Látigo y cascabel
Todavía los bebés no han descubierto el mundo, sus pequeños ojos apenas son capaces de soportar el más insignificante rayo de luz, y basta con pararnos frente a ellos, taparnos y destaparnos la cara para que, sin aparente esfuerzo, nos regalen inolvidables carcajadas. Así es el comienzo de una necesidad: el humor, que, según algunos entendidos, inicia a los dos años y se va desarrollando al mismo tiempo que el individuo.
Para nadie es un secreto que al cubano le encanta el humor, le priva el humor. Se dice, incluso, que si siempre logramos sobreponernos a las adversidades ha sido, en buena medida, gracias a que le sacamos lasca a cada tropiezo. A que de cada tormento parimos un buen chiste.
Y esa capacidad de reírnos hasta de nuestra propia sombra no ha pasado inadvertida para quienes en estos últimos tiempos se encargan de concebir espectáculos para la televisión, teatros, cabarés, instituciones turísticas... Es más, puede que no se incluya en el elenco a un afinado cantante o que no se piense en un atractivo acto de magia o variedad circense. Lo que sí no puede faltar es ese genio capaz de espantar hasta conflictos psicológicos como la angustia y el estrés. ¡Y a buena hora!
Ya todos sabemos de las bondades del humor como herramienta crítica de gran eficacia, como instrumento apropiado para promover la tolerancia y para hacernos ver lo que los demás no perciben. El humor es, confirman los sabios, una afirmación de dignidad. Y es aquí donde quisiera detenerme a raíz de un mensaje que me enviaron varios lectores:
«El sábado nos invitaron a un lugar que creo se llama El Cocodrilo. Disfrutamos de un rato de humor con Churrisco, muy decente y con la ética profesional debida. Luego todo se echó a perder, pues el que apareció empezó a meterse con los extranjeros y en su ja ja ja, le soltó “tacaña” a una muchacha que le tiró dos CUC. Luego fueron diez, cinco..., y él feliz y contento recogiéndolos y pidiendo más. ¡Qué mal gusto nos dejó! Como salimos poco, no sabemos si es costumbre, pero se habló fuerte con el gerente, a quien le comentamos que eso dejaba mal parado al cubano. Lo mostraba como pedigüeño, miserable».

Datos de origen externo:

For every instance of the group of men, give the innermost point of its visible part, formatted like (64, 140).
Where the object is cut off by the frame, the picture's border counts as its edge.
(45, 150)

Algunos dirán que la causa de este acto poco agraciado está en todos estos años de economía apretada que le han puesto zancadillas a valores de los cuales vivimos orgullosos: la honradez, la laboriosidad, la solidaridad..., pero aun así no me puedo explicar cómo es posible vivir sin dignidad. Ya no se trata de si en algunos de estos espacios se acude a veces a chistes hirientes, que no reparan en criterios éticos con tal de hacer reír —ahora está surgiendo la modalidad de llevar a los teatros un «humor para adultos», etiqueta que, al parecer, da licencia para soltar sin ningún rubor un rosario de improperios. Y no es que seamos «santos», solo que cuesta ver a estas personas como artistas, cuando no encuentran un modo inteligente de alegrar la existencia a quienes pagan por disfrutarlos.
El respeto al público empieza por el respeto a uno mismo como ser humano; lo cual se traduce en poder caminar con la cabeza en alto, aunque la mente esté en lo que vamos a cocinar mañana.
Para establecerlo tendríamos que deshacer esa trágica moda que, por cierto, no es exclusiva de estos lugares. No vaya a ser que terminemos representando un acto simplemente detestable.